Myocardial injury is defined as an elevated troponin above the 99th percentile upper reference level and is classified into three groups: 1) acute myocardial infarction (MI) in which there is a rise and fall of troponin with at least one elevated value plus symptoms, ECG changes, or imaging suggesting an ischemic etiology; 2) acute nonischemic myocardial injury (NIMI) in which there is a similar rise and fall in troponin but no signs or symptoms of ischemia; and 3) chronic myocardial injury in which there is an elevated troponin but no rise and fall pattern. Acute MI is further defined as Type I with acute plaque rupture or Type II where there is an oxygen supply-demand mismatch. Myocardial injury after noncardiac surgery (MINS) is defined as an elevated troponin with a rise and fall pattern occurring within 30 days of surgery and presumed to be of ischemic etiology but not required to meet criteria for MI.1 Definitions vary somewhat among investigators based on troponin used, specific criteria defining an elevated value, and need for absolute change in levels.2 Troponin elevations can be seen in many conditions, both ischemic and nonischemic (Table 36-1).

FIGURE 36-1

Postoperative Myocardial Injury. Adapted from Cohn SL, Rohatgi N, Patel P, Whinney C. Clinical Progress Note: Myocardial Injury After Noncardiac Surgery. J Hosp Med. 2020 Jul 1;15(7):412-415.

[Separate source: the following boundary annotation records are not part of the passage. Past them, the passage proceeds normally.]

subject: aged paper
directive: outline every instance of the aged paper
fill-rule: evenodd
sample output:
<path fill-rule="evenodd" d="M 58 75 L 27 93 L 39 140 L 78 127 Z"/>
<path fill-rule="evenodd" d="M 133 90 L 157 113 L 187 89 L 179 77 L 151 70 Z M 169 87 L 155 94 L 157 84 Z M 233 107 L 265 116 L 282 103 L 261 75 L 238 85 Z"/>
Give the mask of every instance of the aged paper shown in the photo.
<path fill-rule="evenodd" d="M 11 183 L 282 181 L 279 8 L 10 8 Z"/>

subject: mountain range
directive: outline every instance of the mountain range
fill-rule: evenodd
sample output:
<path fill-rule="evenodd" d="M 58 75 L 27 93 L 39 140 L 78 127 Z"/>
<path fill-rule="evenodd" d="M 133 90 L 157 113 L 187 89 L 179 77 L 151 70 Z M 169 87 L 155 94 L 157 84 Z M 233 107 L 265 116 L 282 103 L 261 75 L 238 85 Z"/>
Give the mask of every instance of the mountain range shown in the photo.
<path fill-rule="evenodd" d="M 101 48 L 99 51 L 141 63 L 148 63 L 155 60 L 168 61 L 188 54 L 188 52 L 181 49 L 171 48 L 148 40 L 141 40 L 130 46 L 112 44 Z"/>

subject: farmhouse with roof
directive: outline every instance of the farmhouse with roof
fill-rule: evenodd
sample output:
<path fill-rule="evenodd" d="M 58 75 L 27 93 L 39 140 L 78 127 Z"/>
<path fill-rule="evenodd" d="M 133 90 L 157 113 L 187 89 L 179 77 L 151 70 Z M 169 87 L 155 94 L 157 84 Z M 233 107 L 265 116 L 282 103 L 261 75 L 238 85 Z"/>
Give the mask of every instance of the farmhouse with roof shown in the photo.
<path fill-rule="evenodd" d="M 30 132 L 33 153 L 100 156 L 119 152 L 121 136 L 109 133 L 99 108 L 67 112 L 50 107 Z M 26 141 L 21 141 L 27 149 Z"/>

The incidence of MINS varies based on the specific troponin used, the patient group studied, and whether there was systematic or routine screening as opposed to only testing symptomatic patients.3,4 It has been reported to be between 10% and 20% but higher with systematic screening, and as high as 65% using fifth generation hsTnT, depending on variable diagnostic criteria.5,6 Preoperative risk factors for MINS include older age, emergency surgery, heart disease, hypertension, and chronic kidney disease. Intraoperative risk factors include hypotension and tachycardia.

TABLE 36-1Etiologies of Troponin Elevation

The importance of MINS is that it is associated with an increased 30-day risk of mortality, heart failure, and stroke. The mortality rate ranges from 8% to 13% and increases with increasing levels of troponin.7 Most patients are asymptomatic.

MANAGEMENT

Because there are multiple causes for troponin elevation, MINS cannot be treated as a single entity, and treatment needs to ...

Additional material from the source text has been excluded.